The Treasury Department and the U.S. Small Business Administration (SBA) just released the Paycheck Protection Program (“PPP”) Loan Forgiveness Application.  The accompanying instructions and worksheets are very helpful in explaining how employers who borrowed PPP money can obtain forgiveness of their loans.  Here are some highlights:

  1. Average Full-Time Equivalent Employees: Average full-time equivalent employees are based on a 40-hour workweek. Employers should enter the average number of hours paid per week for each employee, divide by 40, and round to the nearest tenth. The maximum for each employee will be capped at 1.0. The instructions also offer a simplified method that assigns a full-time equivalent number (FTE) of 1.0 for employees who work 40 hours or more per week and 0.5 for employees who work fewer hours, at the employer’s option. This is important for purposes of computing any reductions to the loan forgiveness amount based on headcount. Be consistent in computing full-time equivalent numbers for each measured period.
  2. Excused Reductions in Workforce: Employers who laid off employees (between February 15, 2020 and April 26, 2020) and offered to rehire the same employee, but whose employees reject such offer of re-employment, will not be penalized if the employer made a good faith, written offer of rehire, and the employee’s rejection of the offer is documented.  In addition, the forgiveness amount will not be reduced for (i) termination of an employee for cause, (ii) voluntary resignation by employee, or (ii) a reduction of hours at the voluntary request by an employee.
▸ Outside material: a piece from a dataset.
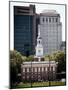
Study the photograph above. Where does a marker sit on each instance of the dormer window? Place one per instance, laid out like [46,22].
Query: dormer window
[43,19]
  3. Eligible Forgiveness Costs: Payroll costs eligible for forgiveness include: (a) incurred payroll costs: Payroll costs are incurred on the day that the employee’s pay is earned; (b)  Paid payroll costs: Payroll costs are paid on the day that paychecks are distributed or when the employer initiates an ACH credit transaction.  Payroll costs for which forgiveness is sought must be paid during the 8-week forgiveness period, except that payroll costs incurred but not paid during the employer’s last pay period of the 8-week forgiveness period (or alternate covered period*) are eligible for forgiveness if paid on or before the next regular payroll date. Employers may elect an alternate payroll covered period, which allows them to begin the eight week pay period on the date that begins on the first day of their first pay period following the disbursement date of the Paycheck Protection Program loan, for administrative convenience. This applies only for payroll costs, not rent, utilities, and interest on mortgage obligations.  Eligible nonpayroll costs must be paid during the 8-week forgiveness period or incurred during the 8-week forgiveness period and paid on or before the next regular billing date, even if the billing date is after the 8-week forgiveness period. Please be reminded that eligible nonpayroll costs, i.e. qualifying rent, mortgage interest and utilities, may not exceed 25% of the forgiveness amount (or the PPP loan amount).